La natura su una SCALA ENORME

Il reportage pubblicato da Le Monde (rubrica Le Goût du Monde) racconta l'esperienza "Tra due promontori" da una prospettiva che va oltre la semplice cartolina: lettura del paesaggio, della geologia, della biodiversità e del rapporto diretto con lo stretto.

Oltre alla visibilità, la pubblicazione costituisce un punto di riferimento per l'ecosistema turistico e culturale locale: testimonia un territorio la cui realtà naturale e offerta di scoperta cominciano a essere proiettate in spazi editoriali autorevoli, dove si creano i desideri di partenza e gli immaginari di destinazione.

“Da Cap Gris-Nez a Cap Blanc-Nez, un viaggio nel tempo, con il vento in faccia” da leggere sul sito di Le Monde
Veduta della spiaggia con i riflessi dorati del sole autunnale sulle scogliere di Cap Blanc-Nez. ©Nohcab

I Promontori: segni dell'identità del territorio

Mentre l'articolo tratta i Due Promontori e le loro caratteristiche geologiche, porta naturalmente alla luce il Cap Blanc-Nez Come un punto di riferimento naturale: un sito immediatamente identificabile, accessibile a tutti e profondamente associato all'idea di grandi spazi aperti della Costa d'Opale. Questo riconoscimento mediatico è in sintonia con il lavoro svolto negli ultimi due anni nell'ambito del nuovo marchio Calais XXL: elevare alcuni simboli naturali allo status di elementi caratterizzanti, capaci di incarnare la promessa della nostra regione. Cap Blanc-Nez è uno di questi punti di riferimento geografici che strutturano la nostra identità e ci uniscono attorno alla nostra narrazione condivisa.

Scopri Cap Blanc-Nez
Vista aerea di Cap Blanc Nez durante le maree alte eccezionali. Il mare si ritira maggiormente a causa degli alti coefficienti. ©Nohcab
La spiaggia ai piedi del Cap Blanc Nez al tramonto arancione. ©Nohcab

Percorsi, deviazioni e grandi spazi aperti

Una promessa al passo con i tempi

La scelta editoriale del mondo Ciò illustra anche una tendenza fondamentale: il desiderio di disconnettersi, di tornare agli spazi aperti e di viaggiare con maggiore consapevolezza, attraverso passeggiate, giri in bicicletta, osservazione e prendendosi il proprio tempo. È esattamente ciò che incarna il progetto Calais XXL, a partire dal suo portale di destinazione: un invito a scoprire la regione "attraverso viaggi e deviazioni", a prendersi il tempo di collegare i luoghi e a riscoprire l'essenza delle identità locali, tra terra e mare. Il team dell'Ufficio del Turismo offre una varietà di risorse dedicate all'esplorazione della regione del Capo Corso.
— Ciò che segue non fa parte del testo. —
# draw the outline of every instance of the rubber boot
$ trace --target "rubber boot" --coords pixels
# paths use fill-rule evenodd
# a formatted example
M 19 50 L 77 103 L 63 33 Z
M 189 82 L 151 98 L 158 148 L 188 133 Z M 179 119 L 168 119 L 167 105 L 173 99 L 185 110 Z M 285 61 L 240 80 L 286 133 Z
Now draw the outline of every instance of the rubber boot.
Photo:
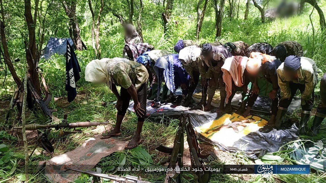
M 240 107 L 239 107 L 239 108 L 238 109 L 238 110 L 236 111 L 236 113 L 238 114 L 241 115 L 244 112 L 244 111 L 245 110 L 246 105 L 247 104 L 246 102 L 247 101 L 246 100 L 242 101 L 242 103 L 241 103 L 241 105 L 240 106 Z
M 220 101 L 220 109 L 224 110 L 224 104 L 225 103 L 225 99 L 226 98 L 226 91 L 225 90 L 225 87 L 222 86 L 221 87 L 220 90 L 220 97 L 221 101 Z
M 275 127 L 279 128 L 282 126 L 284 119 L 284 115 L 287 111 L 287 108 L 278 107 L 278 109 L 277 110 L 277 112 L 276 113 L 276 118 L 275 119 Z
M 166 85 L 163 86 L 163 90 L 162 91 L 162 95 L 161 97 L 161 101 L 162 101 L 165 100 L 168 96 L 168 92 L 169 92 L 169 89 L 167 87 Z
M 275 119 L 276 118 L 276 116 L 275 114 L 272 114 L 271 116 L 271 119 L 268 121 L 267 125 L 270 126 L 274 127 L 275 126 Z
M 157 85 L 154 84 L 152 87 L 152 93 L 149 100 L 153 100 L 157 96 Z
M 188 93 L 187 95 L 187 98 L 186 99 L 185 102 L 184 103 L 182 106 L 185 107 L 188 107 L 189 105 L 191 104 L 192 102 L 192 94 Z
M 301 119 L 300 120 L 300 126 L 299 127 L 299 134 L 307 134 L 308 127 L 306 125 L 310 117 L 310 111 L 302 111 L 301 112 Z
M 180 104 L 179 104 L 179 105 L 183 106 L 185 105 L 185 103 L 186 100 L 187 95 L 182 95 L 182 98 L 181 99 L 181 102 L 180 102 Z
M 325 119 L 326 115 L 319 112 L 316 112 L 314 118 L 314 123 L 311 127 L 311 131 L 309 133 L 310 136 L 314 136 L 319 132 L 319 129 L 320 128 L 320 125 L 323 120 Z

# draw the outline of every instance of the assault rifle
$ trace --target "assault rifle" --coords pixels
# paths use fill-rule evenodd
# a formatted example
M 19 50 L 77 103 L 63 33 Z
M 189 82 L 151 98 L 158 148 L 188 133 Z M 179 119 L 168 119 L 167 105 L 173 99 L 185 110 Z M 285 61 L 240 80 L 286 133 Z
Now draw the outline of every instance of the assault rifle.
M 205 162 L 210 162 L 217 159 L 217 157 L 212 152 L 207 154 L 202 154 L 200 153 L 200 148 L 198 145 L 193 126 L 190 122 L 189 114 L 181 113 L 173 147 L 169 148 L 160 145 L 156 148 L 159 151 L 170 155 L 169 158 L 162 160 L 160 163 L 161 164 L 164 164 L 169 162 L 168 168 L 173 170 L 168 172 L 168 178 L 176 178 L 177 183 L 181 182 L 182 172 L 178 172 L 176 169 L 177 170 L 178 168 L 181 168 L 183 166 L 182 158 L 184 153 L 184 134 L 185 131 L 189 146 L 192 168 L 194 169 L 205 170 Z M 212 172 L 203 171 L 194 172 L 193 174 L 195 182 L 207 183 L 211 178 Z
M 214 132 L 216 132 L 216 131 L 220 130 L 222 129 L 224 129 L 224 128 L 232 128 L 233 129 L 233 130 L 234 131 L 234 132 L 238 133 L 239 132 L 239 129 L 238 128 L 238 126 L 241 126 L 244 127 L 245 127 L 247 126 L 247 125 L 244 123 L 250 123 L 251 122 L 254 122 L 256 121 L 256 120 L 255 120 L 255 119 L 251 118 L 248 118 L 246 120 L 244 120 L 242 121 L 234 121 L 234 122 L 232 122 L 230 124 L 224 125 L 218 128 L 211 129 L 205 132 L 205 133 L 206 134 L 208 134 Z
M 96 177 L 106 178 L 114 181 L 114 182 L 120 183 L 152 183 L 150 182 L 141 180 L 141 178 L 136 176 L 127 175 L 126 176 L 119 176 L 113 175 L 108 175 L 103 174 L 100 174 L 93 171 L 83 171 L 78 169 L 66 167 L 66 171 L 71 170 L 77 172 L 82 173 L 88 175 L 93 176 Z
M 83 122 L 76 122 L 75 123 L 67 122 L 67 114 L 65 114 L 62 122 L 55 124 L 40 125 L 35 123 L 28 124 L 25 126 L 25 129 L 27 130 L 36 130 L 39 129 L 54 128 L 56 130 L 62 128 L 75 128 L 77 127 L 88 127 L 100 125 L 107 125 L 109 124 L 109 121 L 107 121 L 104 122 L 90 122 L 88 121 Z M 14 129 L 22 129 L 22 126 L 19 126 L 14 128 Z

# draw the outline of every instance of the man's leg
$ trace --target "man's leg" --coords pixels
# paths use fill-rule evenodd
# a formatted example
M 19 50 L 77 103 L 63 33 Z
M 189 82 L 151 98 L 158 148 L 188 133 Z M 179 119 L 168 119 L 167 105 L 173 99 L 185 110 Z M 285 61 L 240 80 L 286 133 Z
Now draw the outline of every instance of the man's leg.
M 277 106 L 278 106 L 278 102 L 281 98 L 280 92 L 278 92 L 275 96 L 275 98 L 272 101 L 272 116 L 271 116 L 271 120 L 268 122 L 268 124 L 270 126 L 274 126 L 275 124 L 275 120 L 276 119 L 276 114 L 277 113 Z
M 147 85 L 144 83 L 141 86 L 140 88 L 137 91 L 137 96 L 138 97 L 138 101 L 141 104 L 141 108 L 145 110 L 144 114 L 141 116 L 138 116 L 138 120 L 137 122 L 137 129 L 136 133 L 135 134 L 132 139 L 129 142 L 126 147 L 126 149 L 132 148 L 135 148 L 140 143 L 141 134 L 141 129 L 142 128 L 144 121 L 145 121 L 146 117 L 146 98 L 145 96 L 146 95 L 147 92 Z
M 288 111 L 288 107 L 291 104 L 293 97 L 295 94 L 297 90 L 299 89 L 298 86 L 296 83 L 290 82 L 289 84 L 291 90 L 291 97 L 289 98 L 283 99 L 280 101 L 277 111 L 275 118 L 275 125 L 276 128 L 280 128 L 283 123 L 285 113 Z
M 321 122 L 326 117 L 326 73 L 321 77 L 320 80 L 320 96 L 321 101 L 317 107 L 317 112 L 314 119 L 314 123 L 311 127 L 310 135 L 316 135 L 319 132 Z
M 242 93 L 241 94 L 242 96 L 242 98 L 241 99 L 242 102 L 241 105 L 237 110 L 236 112 L 237 114 L 241 115 L 244 112 L 247 103 L 249 99 L 248 98 L 251 93 L 252 85 L 252 84 L 251 83 L 249 83 L 246 85 L 244 85 L 241 87 L 236 87 L 237 91 L 242 92 Z
M 188 90 L 188 95 L 187 95 L 187 99 L 185 102 L 184 104 L 184 106 L 187 107 L 191 104 L 192 100 L 192 94 L 196 89 L 197 85 L 198 84 L 200 75 L 199 71 L 195 70 L 193 71 L 193 75 L 194 76 L 194 81 L 195 83 L 193 85 L 190 83 L 190 86 L 189 87 L 189 89 Z
M 131 98 L 131 96 L 128 92 L 127 90 L 122 87 L 120 90 L 120 96 L 122 99 L 122 107 L 121 111 L 118 110 L 117 113 L 117 120 L 115 123 L 115 126 L 113 130 L 110 132 L 108 134 L 108 137 L 109 136 L 117 136 L 121 134 L 121 123 L 123 118 L 127 112 L 127 109 L 129 106 L 129 102 Z M 106 137 L 106 136 L 105 136 Z
M 213 76 L 213 77 L 214 77 Z M 203 85 L 202 82 L 202 85 Z M 212 101 L 213 100 L 213 97 L 215 94 L 215 91 L 217 89 L 217 83 L 215 83 L 215 79 L 214 77 L 209 80 L 208 83 L 208 88 L 207 89 L 207 95 L 208 98 L 207 99 L 207 104 L 204 107 L 204 111 L 208 111 L 211 110 Z
M 305 85 L 304 84 L 300 84 L 299 85 L 299 90 L 302 94 L 304 91 Z M 299 134 L 306 134 L 308 132 L 308 127 L 307 126 L 307 123 L 308 122 L 310 118 L 310 114 L 311 112 L 311 109 L 314 105 L 314 98 L 315 97 L 315 88 L 312 91 L 311 95 L 312 98 L 307 101 L 305 101 L 304 105 L 301 104 L 301 118 L 300 120 L 300 125 L 299 126 Z M 302 102 L 302 101 L 301 101 Z

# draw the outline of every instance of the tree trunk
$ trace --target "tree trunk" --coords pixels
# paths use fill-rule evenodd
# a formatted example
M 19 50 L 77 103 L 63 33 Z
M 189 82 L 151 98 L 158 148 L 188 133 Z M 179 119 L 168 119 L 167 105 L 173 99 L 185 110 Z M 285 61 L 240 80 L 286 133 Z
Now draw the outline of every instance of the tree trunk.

Una coppia di escursionisti sul Cap Blanc Nez Loop. ©Nohcab

"Passeggiate brevi o lunghe escursioni nei dintorni di Calais" offre brevi passeggiate da esplorare subito, come la passeggiata del Belvedere (1 km), la passeggiata della diga di Sangatte (4,7 km andata e ritorno) o la discesa alla spiaggia di Escalles dal Cran d'Escalles (1,2 km andata e ritorno). Propone anche itinerari più impegnativi, partendo da Sangatte ed Escalles, "da entrambi i lati del promontorio", per culminare in cima con la sua vista panoramica sullo Stretto di Dover.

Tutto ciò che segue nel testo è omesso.